Dauerregen während Heilbronner Pferdemarkt – Besucher brauchen Schirme im Wertwiesenpark
Vor allem zum Pferdemarkt-Auftakt, der in diesem Jahr erstmals am Freitag stattfand, und auch am Samstag litt der Markt stark unter dem Dauerregen, der von morgens bis abends herrschte. Dennoch war zumindest das Interesse der Heilbronner da, die dann eben mit dem Regenschirm übers Gelände pilgerten, um zu schauen, was die 125 Stände zu bieten hatten.
Das war nur rund die Hälfte der Anbieter, die am alten Standort dabei sein konnten. Mehr gibt die Pferdemarktmeile am Freibad nicht her. Am Samstagnachmittag herrschte vor allem bei den Händlern viel Frust. „Meine Einstellung ist immer positiv, und man muss auch Veränderungen akzeptieren, aber wirtschaftlich kann ich hier die Umsätze nicht erreichen wie in der Innenstadt“, sagt Marco Giovannini. Der Händler aus Erlangen, der seit 30 Jahren in Heilbronn Putztücher und Hochleistungsreiniger anbietet, will im nächsten Jahr trotzdem wiederkommen.
Heilbronner Pferdemarkt 2026: Problem um Standort am Wertwiesenpark
„Es ist problematisch“, sagt Aal-Volker am Stand wenige Meter weiter in typisch norddeutschen Understatement. „Es funktioniert nur, wenn ich mit den Menschen agieren kann und das geht heute nicht“, bekennt der 60-jährige gebürtige Hamburger. Er macht die Kombination aus Wetter und Standort für die Situation verantwortlich. Auch Anja Remmele ist frustriert. „Wenn das so weitergeht, komme ich nicht mal auf das Standgeld“, sagt die Frau aus Bad Rappenau-Obergimpern, die auf dem Pferdemarkt ihren Dosenwurfstand aufgebaut hat.
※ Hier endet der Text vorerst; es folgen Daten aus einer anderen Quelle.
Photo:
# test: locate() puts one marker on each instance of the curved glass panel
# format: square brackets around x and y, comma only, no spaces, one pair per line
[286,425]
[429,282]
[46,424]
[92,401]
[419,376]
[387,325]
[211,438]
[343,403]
Die Standgebühren wurden von viele Ausstellern kritisiert. Obwohl die HMG lediglich 60.000 Besucher an den drei Pferdemarkttagen erwartet, blieben die Gebühren in gleicher Höhe, wie in der Innenstadt, wo zu guten Zeiten 180.000 Besucher gekommen sind.
Händler amten am Pferdemarkt-Sonntag auf – „Habe gestern gebetet“
Der Sonntag entschädigt dann die Händler ein wenig, auch weil es weitgehend regenfrei bliebt. „Ich habe gestern Abend gebetet“, sagt Steffen Schoch augenzwinkernd. „Der Pferdemarkt spricht auch am neuen Standort die Besucher an“, ist der Geschäftsführer der Heilbronn Marketing GmbH am Sonntagnachmittag überzeugt.
Wie viele Besucher an den drei Tagen tatsächlich gekommen sind, will er nicht schätzen. Die prognostizierten 60.000 werden aber nicht erreicht. „Wir haben jedenfalls einiges eingekauft. Man muss die Händler doch unterstützen“, sagt Verena Gehrig lachend. Die Heilbronnerin ist mit ihren Freunden sogar Riesenrad gefahren. „Es war richtig süß, Heilbronn von oben zu sehen“, betont Heike Althaus.
Versöhnlicher Pferdemarkt-Ausklang: „Heilbronner sind treue Kunden“
Auch Aal-Volker gibt sich am Schlusstag versöhnlicher. „Es war nicht voll, aber wir konnten ein bisschen was aufholen“, so der 60-jährige Marktschreier. Den Standort hält er dennoch „für problematisch“. „Jetzt ist es ganz okay“, atmet auch Manfred Kern an seinem Gewürzstand durch. Der 69-Jährige aus Obersulm-Weiler zählt zu den Pferdemarkt-Urgesteinen. „Wir haben den Vorteil, dass wir hier unten ohne Konkurrenz sind“, bekennt er. Am alten Standort gab es mehrere Gewürzstände. „Die Heilbronner sind treue Kunden“, lobt Uschi Schröter an ihrem Imbissstand. „Wir sind mit einem blauen Auge davongekommen“, zieht die Heilbronner Gastronomin Bilanz.